Problematische Fälle der Komplementklassifizierung

  1. Das es in es regnet gilt nicht als Komplement, weil kein echtes Paradigma vorliegt, d.h. es gibt kein in diesem Kontext austauschbares Element (*Der liebe Gott regnet.). Es wird oft als "formales Subjekt" bezeichnet. Es dient lediglich zur Kennzeichnung des Verbstellungs- und damit Satzmodustyps.
  2. Die Anapher es kann Leitform für nominativische und akkusativische NPs sein. Zur Kontrolle kann man auf die kasusdifferenzierte maskuline Anapher ausweichen.
  3. Ein Paradigma kann mehrere Leitformen haben:
Niemand saß auf der Bank. (=> darauf)
Niemand saß neben Gundula. (=> neben ihr)
Niemand saß in der Höhle. (=> darin)

Hier kann man auf eine abstraktere Leitform ausweichen, die die drei obigen enthält, nämlich dort.

Bei direktionalen Adverbialkomplementen sind Leitformen mit Präpositionen oft ausgeschlossen. Dorthin ist dann die bessere Form.

Die Gruppe fuhr zunächst nach Rüdesheim. (=> dorthin/*danach)
Dort sind wir gleich an den Rhein gegangen. (=>dorthin/*daran)

Bei Verben wie bestehen (aus), sich freuen (auf) muss die verbspezifische Präposition in der Leitform vorkommen. Es gibt hier keine abstrakte Leitform wie dort bei den Adverbialia. Es gibt also so viele Leitformen wie verbspezifische Präpositionen. Diese kommen entsprechend der Semantik der jeweiligen NP in zwei Varianten vor:

Präposition + Pronomen (auf ihn): Er hatte sich zu früh auf den Kanzler gefreut. da(r) + Präposition (darüber): Er hatte sich zu früh auf den Ministerposten gefreut.

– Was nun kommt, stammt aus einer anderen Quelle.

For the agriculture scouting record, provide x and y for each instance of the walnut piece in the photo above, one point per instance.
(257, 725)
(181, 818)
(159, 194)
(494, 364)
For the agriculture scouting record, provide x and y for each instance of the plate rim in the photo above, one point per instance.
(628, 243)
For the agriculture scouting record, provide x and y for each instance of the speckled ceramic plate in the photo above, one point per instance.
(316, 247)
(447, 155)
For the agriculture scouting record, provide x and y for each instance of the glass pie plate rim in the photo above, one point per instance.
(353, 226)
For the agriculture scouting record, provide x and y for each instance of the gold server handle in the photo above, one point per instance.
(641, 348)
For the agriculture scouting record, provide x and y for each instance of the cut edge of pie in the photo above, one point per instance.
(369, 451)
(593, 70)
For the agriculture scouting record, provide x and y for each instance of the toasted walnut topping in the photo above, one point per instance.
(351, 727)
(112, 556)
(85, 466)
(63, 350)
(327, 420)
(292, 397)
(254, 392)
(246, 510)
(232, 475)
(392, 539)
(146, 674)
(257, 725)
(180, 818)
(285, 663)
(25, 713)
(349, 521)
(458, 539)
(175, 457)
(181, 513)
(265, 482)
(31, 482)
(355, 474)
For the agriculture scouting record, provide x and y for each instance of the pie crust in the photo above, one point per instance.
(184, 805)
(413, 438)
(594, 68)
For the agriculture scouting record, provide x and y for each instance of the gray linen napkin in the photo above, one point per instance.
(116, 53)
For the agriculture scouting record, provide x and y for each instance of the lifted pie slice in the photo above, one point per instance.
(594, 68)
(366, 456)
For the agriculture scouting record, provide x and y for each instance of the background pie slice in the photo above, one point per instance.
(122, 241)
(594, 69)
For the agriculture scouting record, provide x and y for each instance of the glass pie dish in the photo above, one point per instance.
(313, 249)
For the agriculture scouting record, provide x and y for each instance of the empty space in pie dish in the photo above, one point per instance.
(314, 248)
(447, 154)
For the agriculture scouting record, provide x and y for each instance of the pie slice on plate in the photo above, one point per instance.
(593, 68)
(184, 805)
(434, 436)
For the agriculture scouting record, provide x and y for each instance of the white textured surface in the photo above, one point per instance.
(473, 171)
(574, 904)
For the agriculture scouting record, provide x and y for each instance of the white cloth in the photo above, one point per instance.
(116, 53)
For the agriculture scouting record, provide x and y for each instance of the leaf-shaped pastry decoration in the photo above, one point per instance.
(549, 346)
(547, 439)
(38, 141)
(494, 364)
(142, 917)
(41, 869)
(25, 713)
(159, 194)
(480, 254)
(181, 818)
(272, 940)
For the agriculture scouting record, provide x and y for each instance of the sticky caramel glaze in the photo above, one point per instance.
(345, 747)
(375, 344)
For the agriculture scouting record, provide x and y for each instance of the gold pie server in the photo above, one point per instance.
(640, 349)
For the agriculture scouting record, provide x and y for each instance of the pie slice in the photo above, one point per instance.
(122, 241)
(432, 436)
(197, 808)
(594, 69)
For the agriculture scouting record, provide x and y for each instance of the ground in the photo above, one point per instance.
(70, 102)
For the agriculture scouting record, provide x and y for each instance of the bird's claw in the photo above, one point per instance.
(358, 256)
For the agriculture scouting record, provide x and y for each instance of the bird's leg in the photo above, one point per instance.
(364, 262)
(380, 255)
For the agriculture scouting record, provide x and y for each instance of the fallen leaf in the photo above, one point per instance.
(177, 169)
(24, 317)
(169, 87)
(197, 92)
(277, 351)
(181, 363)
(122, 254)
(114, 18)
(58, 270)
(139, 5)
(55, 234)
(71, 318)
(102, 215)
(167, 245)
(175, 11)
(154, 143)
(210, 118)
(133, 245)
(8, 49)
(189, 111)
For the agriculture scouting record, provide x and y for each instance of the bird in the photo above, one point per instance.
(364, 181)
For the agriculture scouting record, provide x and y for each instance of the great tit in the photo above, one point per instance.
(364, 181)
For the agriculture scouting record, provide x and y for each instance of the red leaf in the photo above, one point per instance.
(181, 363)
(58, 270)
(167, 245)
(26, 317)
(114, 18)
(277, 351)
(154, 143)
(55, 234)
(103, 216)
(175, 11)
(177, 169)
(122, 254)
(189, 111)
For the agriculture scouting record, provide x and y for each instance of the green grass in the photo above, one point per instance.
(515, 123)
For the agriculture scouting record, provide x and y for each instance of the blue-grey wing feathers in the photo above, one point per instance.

Zwei weitere Beispielpaare:

Er hatte sich zu früh auf den Kanzler gefreut. (Leitform: auf ihn)
Er hatte sich zu früh auf den Ministerposten gefreut. (Leitform: darüber)
Wer hat Angst vor Virginia Wolfe? (Leitform: vor ihr) Wer hat Angst vor Gewittern? (Leitform: davor)

Auch für Prädikativkomplemente gibt es mehrere Leitformen:

Hasso ist ein Mischlingshund (Leitform: es)
Hasso ist nicht rasserein. (Leitform: es, so)
Hasso entpuppte sich als großes Problem für seinen Besitzer. (Leitform: als solches)
Er wollte ihn zum Wachhund machen. (Leitform: dazu)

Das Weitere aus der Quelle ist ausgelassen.